Fecha: 30 de Junio de 2008

Tribunal: Tribunal Supremo

Ponente: MURILLO DE LA CUEVA, PABLO MARIA LUCAS

Núm. Cendoj: 28079130072008100552

Resumen:
Se estima el recurso contencioso-administrativo interpuesto contra la resolución adoptada por el Consejo de Ministros, sobre denegación presunta de la rehabilitación de funcionario público. La falta de correspondencia entre lo que resulta del expediente y lo que manifiesta el acuerdo recurrido lleva a la Sala a considerar que no se ha tramitado correctamente el procedimiento y que debe darse crédito a lo que dice el informe de 9 de marzo de 2005 sobre la existencia de otro anterior de 15 de diciembre de 2004. En consecuencia, el plazo de suspensión procedente no debe exceder de dos meses, dadas las fechas indicadas. En estas condiciones, el plazo para resolver había expirado ya cuando el 13 de mayo de 2005 se dicta el acuerdo denegatorio de manera que concurre en él el motivo de nulidad alegado en la demanda: la infracción del artículo 43.4.a de la Ley 30/1992.

Encabezamiento

SENTENCIA

En la Villa de Madrid, a treinta de Junio de dos mil ocho.

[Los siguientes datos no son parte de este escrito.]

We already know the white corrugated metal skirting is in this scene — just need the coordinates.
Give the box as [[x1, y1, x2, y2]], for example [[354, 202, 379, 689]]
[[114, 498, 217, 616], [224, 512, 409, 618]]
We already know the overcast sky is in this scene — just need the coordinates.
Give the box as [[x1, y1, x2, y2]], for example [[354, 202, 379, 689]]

Visto por la Sala Tercera del Tribunal Supremo, constituida en su Sección Séptima por los Magistrados indicados al margen, el recurso contencioso-administrativo nº 226/2005, interpuesto por don Raúl, representado por la Procuradora doña Beatriz Martínez Martínez, sobre denegación, por silencio administrativo, del recurso de reposición interpuesto por el recurrente el 9 de junio de 2005 contra la resolución de la Dirección General de la Función Pública, por la que se le notifica el Acuerdo del Consejo de Ministros de denegación de rehabilitación como funcionario público, de fecha 19 de mayo de 2005.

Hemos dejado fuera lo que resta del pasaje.